В промежутке между рекламным роликом и фильмом на Кристину снизошло лирическое настроение.
— С ума сойти, — сообщила она, — у меня такое впечатление, что мы знакомы с детства. Удивительно, правда?
Да уж…
В самые напряженные моменты фильма я ласкал ее, а она находила меня озорником и очаровашкой. Она осталась довольна вечером, хотя, мне показалось, упустила самую существенную деталь фильма. Но этот мужчина, муж — она сразу поняла, что он плохой… Нет, признался я сам себе, человек не может уследить за всем на свете… А Хичкок частенько играл как раз на каком-нибудь маленьком факте, как тот ключ, что не подходил к замку…
Мы с Кристиной стали Братиком и Сестричкой, но, несмотря на это, Братик был вовсе не прочь «заняться кое-чем» с Сестричкой… ради высокой цели, как вы понимаете…
В полумраке, в ленивой роскоши постели, лицо Кристины иногда казалось невыносимо похожим на лицо «моего» Германа, если бы тот чуть отрастил волосы, ведь они у него такие же светлые… И ее рот, да, посмотрите, рот тоже… И как она будет принадлежать ему, так он будет принадлежать мне, через нее… Я протолкнул, дрожа от вожделения, свою штуковину в любовную пещерку, которая приняла в себя и услужила его жалу, его клинку страсти… Да, от нее и через нее к нему… «От Марии к Иисусу…», подумал я в полном восхищении.
— В первую очередь думай о счастье, хорошо?.. — прошептал я в заячье ушко Кристины.
Она удовлетворенно улыбнулась.
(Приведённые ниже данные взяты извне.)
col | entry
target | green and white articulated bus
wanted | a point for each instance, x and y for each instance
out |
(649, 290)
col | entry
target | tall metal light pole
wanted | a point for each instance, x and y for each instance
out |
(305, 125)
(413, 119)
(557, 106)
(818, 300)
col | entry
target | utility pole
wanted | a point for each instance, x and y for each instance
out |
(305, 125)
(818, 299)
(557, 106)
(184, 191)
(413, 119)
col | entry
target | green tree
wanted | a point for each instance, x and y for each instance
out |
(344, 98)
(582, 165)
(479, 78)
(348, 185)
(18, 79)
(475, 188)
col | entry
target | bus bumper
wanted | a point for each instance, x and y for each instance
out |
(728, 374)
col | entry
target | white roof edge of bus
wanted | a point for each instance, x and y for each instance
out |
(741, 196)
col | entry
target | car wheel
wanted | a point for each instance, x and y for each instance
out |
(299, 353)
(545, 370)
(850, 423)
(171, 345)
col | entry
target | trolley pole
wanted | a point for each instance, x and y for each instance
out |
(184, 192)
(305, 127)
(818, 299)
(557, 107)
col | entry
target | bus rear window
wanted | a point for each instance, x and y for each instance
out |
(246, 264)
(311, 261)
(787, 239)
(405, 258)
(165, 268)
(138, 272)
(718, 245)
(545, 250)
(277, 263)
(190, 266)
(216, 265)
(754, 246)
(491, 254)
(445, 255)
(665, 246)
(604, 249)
Разве не так? Она привезет его для меня… его… мою судьбу, мою жизнь, мою…
«Приди, Сладкая Смерть», мелькнули слова какого-то гимна у меня в голове перед тем, как я провалился в сон.
IX
Проснувшись на следующее утро, я сразу ощутил разницу по сравнению с прошлым визитом: как и неделю назад, вновь было субботнее утро, но в гораздо меньшей степени «беззаботное». Я чувствовал себя очень неуютно из-за тяжкого, почти удушающего осознания, как нереально и неестественно все происходящее вокруг. Мы с Кристиной сговорились, выстроили целый план, это можно назвать даже увлекательным, лукавым сговором или довольно извращенным замыслом, но, как ни крути, «что-то было не так»: какая женщина могла на такое пойти? Только та, которой один мужчина превосходно заменяет другого и так же мало значит, как его предшественник, размышлял я с необычной для меня самого критической проницательностью.
Кристина тоже явно была не в настроении потчевать меня свежим белым хлебушком, как на прошлой неделе. Я только что принял ванну и — весь из себя молодой бог — одевался, но не заметил никакого сладостного почтения к моему телу и всей моей личности.
Кристина сама сняла с кровати белье, сменила простыни, которые — на взгляд простого деревенского вьюноши — вовсе не нуждались в стирке. Я стоял полуодетый и смотрел, и никак не мог решить, должен ли я ей помочь, в то время как в голове вертелась навязчивая мысль — но я всегда и все, любую мысль довожу до крайности, — что я каждую минуту мог «получить по башке». Нет, я наверняка преувеличивал, но Кристина казалась очень напряженной и озабоченной. Может, торопилась: она еще успевала на экспресс до Дюссельдорфа, но времени оставалось немного.